The Great Depression


The Great Depression was a worldwide economic decline in 1930's. It was the most difficult and longest period of unemployment and low business activity in modern times. The Depression began in October 1929, when the stock values dropped very quickly. Many stockholders lost large amounts of money. Banks, factories, and stores closed and left millions of Americans jobless and penniless. Most families had to depend on charity to provide food.

When the Depression began Herbert Hoover was the President and in 1932 Franklin D. Roosevelt was elected President. Roosevelt's reforms gave the Government more power and helped ease the depression.

The Depression caused a very sharp decrease in world trade because each country raised taxes on imported goods trying to help their own industries. The depression caused some countries to change their type of government and their leader.

The stock market crash occured from 1925 to 1929. During this period the price of common stocks on the New York Stock Exchange more than doubled. When stock values rose it encouraged many people to buy stocks hoping to make large profits following the future price increases.

Black Thursday was Oct 24, 1929 when the stock values dropped.

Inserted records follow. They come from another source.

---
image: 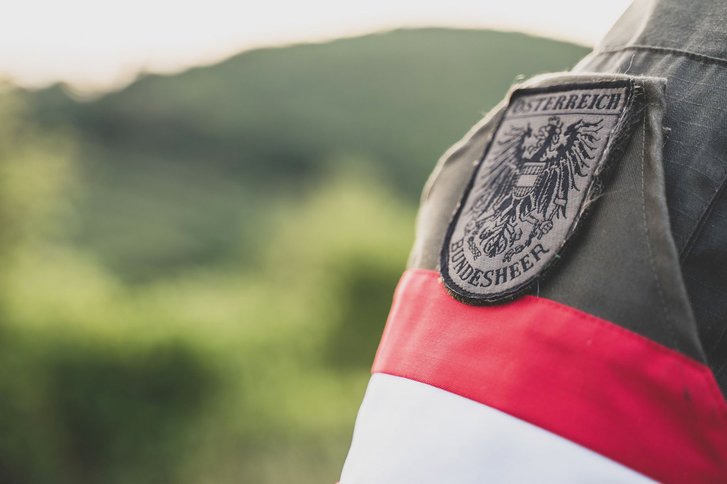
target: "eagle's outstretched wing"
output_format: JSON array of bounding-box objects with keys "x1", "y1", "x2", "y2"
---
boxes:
[
  {"x1": 533, "y1": 119, "x2": 602, "y2": 219},
  {"x1": 470, "y1": 125, "x2": 532, "y2": 215}
]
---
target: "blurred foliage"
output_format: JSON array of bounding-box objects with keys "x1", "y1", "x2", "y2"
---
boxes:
[{"x1": 0, "y1": 29, "x2": 583, "y2": 484}]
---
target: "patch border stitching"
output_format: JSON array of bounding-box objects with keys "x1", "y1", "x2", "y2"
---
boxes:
[{"x1": 439, "y1": 79, "x2": 643, "y2": 306}]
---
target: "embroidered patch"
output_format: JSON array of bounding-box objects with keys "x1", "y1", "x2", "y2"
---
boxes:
[{"x1": 440, "y1": 81, "x2": 634, "y2": 304}]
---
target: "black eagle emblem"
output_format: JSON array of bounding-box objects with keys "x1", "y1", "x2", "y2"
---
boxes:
[{"x1": 464, "y1": 116, "x2": 602, "y2": 262}]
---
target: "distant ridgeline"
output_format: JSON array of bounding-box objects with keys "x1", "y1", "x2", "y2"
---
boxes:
[{"x1": 25, "y1": 29, "x2": 588, "y2": 279}]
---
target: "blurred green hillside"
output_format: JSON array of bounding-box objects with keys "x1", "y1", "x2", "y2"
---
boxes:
[
  {"x1": 0, "y1": 29, "x2": 586, "y2": 484},
  {"x1": 25, "y1": 29, "x2": 586, "y2": 279}
]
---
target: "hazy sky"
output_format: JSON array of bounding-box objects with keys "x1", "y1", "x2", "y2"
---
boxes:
[{"x1": 0, "y1": 0, "x2": 630, "y2": 90}]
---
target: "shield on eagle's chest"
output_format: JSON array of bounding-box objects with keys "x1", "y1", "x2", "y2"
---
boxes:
[
  {"x1": 512, "y1": 162, "x2": 545, "y2": 198},
  {"x1": 440, "y1": 80, "x2": 634, "y2": 304}
]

The Friday and Saturday after Black Thursday stock prices remained steady. On Monday stock prices fell once again. By Tuesday, October 29, the stockholders panicked and began to sell a record of 16,410,030 shares of stock.

Millions of Americans suffered from a disease caused by malnutrition. People lost their homes because they didn't have enough money to pay their mortgage.In1932 at least 200,000 young people and 25,000 families roamed through the country looking for food, clothing, shelter, and a job.
The Great Depression had many effects on the United States. It produced new laws that gave the government far more power than at any time in the history of our nation. It changed the American society's outlook toward life.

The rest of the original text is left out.